23 Septembre 2021 , Rédigé par André Boyer Publié dans #ACTUALITÉ

LEÇONS AFGHANES

Ce n’est pas encore le moment de passer à autre chose. Ne nous mettons pas la tête dans le sable, car il y a quelque chose qui ne va pas, quelque chose d’essentiel, dans la rapide défaite de l’armée afghane.

 

Des soldats plus nombreux et beaucoup mieux armés que les insurgés, appuyés par l’armée américaine, n’ont pas résisté plus de quelques semaines à l’offensive des Talibans. Cette défaite reste celle des Américains, appuyés par leurs vassaux occidentaux découvrant tardivement que leur suzerain les a mis devant le fait accompli. Mais pourquoi cette fuite américaine ? Nous comprenons déjà un peu mieux, après l’affaire des sous-marins australiens, quel est l’objectif américain : concentrer toutes leurs forces pour affronter les Chinois.

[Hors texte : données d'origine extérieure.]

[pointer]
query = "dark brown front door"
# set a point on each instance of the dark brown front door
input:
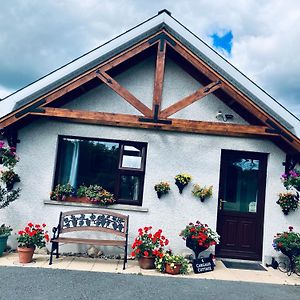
(241, 204)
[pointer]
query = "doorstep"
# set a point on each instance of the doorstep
(116, 266)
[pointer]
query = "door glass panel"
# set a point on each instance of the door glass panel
(241, 185)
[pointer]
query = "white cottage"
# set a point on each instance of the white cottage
(149, 104)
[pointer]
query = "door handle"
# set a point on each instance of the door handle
(221, 201)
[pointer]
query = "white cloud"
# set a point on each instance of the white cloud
(39, 36)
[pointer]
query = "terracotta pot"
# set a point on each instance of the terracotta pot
(147, 262)
(25, 255)
(3, 243)
(173, 270)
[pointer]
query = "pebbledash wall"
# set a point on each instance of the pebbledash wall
(168, 154)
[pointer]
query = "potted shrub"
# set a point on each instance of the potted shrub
(291, 179)
(199, 237)
(172, 264)
(4, 234)
(162, 188)
(288, 242)
(28, 239)
(9, 177)
(288, 202)
(182, 180)
(202, 192)
(147, 246)
(61, 192)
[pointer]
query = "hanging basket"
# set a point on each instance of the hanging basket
(180, 186)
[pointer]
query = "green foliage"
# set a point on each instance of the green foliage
(288, 201)
(5, 230)
(33, 236)
(172, 259)
(162, 187)
(183, 178)
(202, 192)
(287, 240)
(6, 197)
(61, 191)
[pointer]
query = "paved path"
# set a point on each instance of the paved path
(38, 283)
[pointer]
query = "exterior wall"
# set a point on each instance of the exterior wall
(168, 154)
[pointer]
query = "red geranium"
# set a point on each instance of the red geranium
(149, 244)
(33, 236)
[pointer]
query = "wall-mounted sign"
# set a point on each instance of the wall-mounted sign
(203, 264)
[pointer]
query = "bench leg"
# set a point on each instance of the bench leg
(54, 247)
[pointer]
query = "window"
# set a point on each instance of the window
(118, 166)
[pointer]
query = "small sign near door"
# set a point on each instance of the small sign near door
(203, 264)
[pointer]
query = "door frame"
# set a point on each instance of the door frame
(263, 157)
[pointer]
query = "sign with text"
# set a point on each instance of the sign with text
(203, 264)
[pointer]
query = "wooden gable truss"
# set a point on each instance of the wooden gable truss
(263, 125)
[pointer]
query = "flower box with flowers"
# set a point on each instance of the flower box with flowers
(147, 246)
(288, 242)
(199, 237)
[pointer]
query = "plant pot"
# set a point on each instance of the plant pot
(147, 262)
(10, 186)
(193, 245)
(25, 254)
(180, 186)
(3, 243)
(173, 270)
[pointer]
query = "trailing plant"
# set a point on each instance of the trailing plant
(5, 230)
(202, 192)
(8, 155)
(148, 243)
(33, 236)
(7, 197)
(287, 240)
(61, 191)
(288, 202)
(201, 234)
(182, 180)
(173, 260)
(9, 177)
(97, 194)
(291, 179)
(163, 187)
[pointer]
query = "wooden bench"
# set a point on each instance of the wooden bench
(93, 220)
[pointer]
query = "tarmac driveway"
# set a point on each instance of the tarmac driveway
(38, 283)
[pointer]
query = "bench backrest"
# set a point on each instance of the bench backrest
(93, 220)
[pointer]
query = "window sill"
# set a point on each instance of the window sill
(113, 207)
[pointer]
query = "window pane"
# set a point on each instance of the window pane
(134, 162)
(132, 157)
(88, 162)
(241, 185)
(129, 187)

Mais au passage, n’oublions pas comment cette défaite fut acquise. Feu l’armée afghane était une armée neutre, d’aucune  couleur ethnique, ni pachtoune, ni tadjike, ni ouzbèke, ni hazara. Bêtement, les pachtounes, solidement enracinés dans le sunnisme et l’ethnie pachtoune du sud du pays, ont mobilisé les solidarités au combat puis les ont dépassées en ralliant des partisans dans le Nord quand leur succès est devenu probable. La leçon à tirer de l’erreur américaine est que notre lecture de la société afghane est  erronée : les ethnies, les tribus, la religion en sont le socle.

Et ce n’est pas le seul pays au monde dans ce cas. Les populations qui ont résisté à la poussée djihadiste étaient des minorités fortement solidaires, les Alaouites en Syrie, les Kurdes en Irak ou les Zaghawa au Tchad. Nous les Français, nous n’en avons pas tiré les conséquences au Mali :  sur qui nous appuyons-nous ? Pas sur les Touaregs semble-t-il. Quelle est alors notre vision de la société malienne ? Quels dirigeants devons-nous soutenir ? Si nous ne changeons pas d’analyse, un départ tout aussi piteux à Bamako qu’à Kaboul nous attend, et nous n’en tirerons aucune leçon, sinon celle que nous ne devons plus nous engager nulle part, prélude à des renoncements plus profonds et à des catastrophes plus sévères.

Vous voyez, c’est le moment d’ouvrir les yeux.

Les Étatsuniens ont cru qu’ils pouvaient gagner la guerre en montrant les avantages de la paix. Ils ont étalé leur supériorité technique, pensant à la fois effrayer et donner l’envie de les égaler, ils ont installé l’école où ils ont imposé l’indifférence à l’origine ethnique, ils ont proclamé la supériorité des choix de l’individu sur ceux du groupe, comme le choix pour la femme de se voiler ou pas, ils ont cru pouvoir restreindre la violence en dénonçant le terrorisme comme un crime contre l’humanité. Partout, il se sont drapés dans les oripeaux des Droits de l’Homme, rejetant la faute sur l’archaïsme, donc le retard à rattraper, de la société afghane. Encore un peu de temps, prophétisaient-ils, et la société afghane deviendrait congruente à la société américaine.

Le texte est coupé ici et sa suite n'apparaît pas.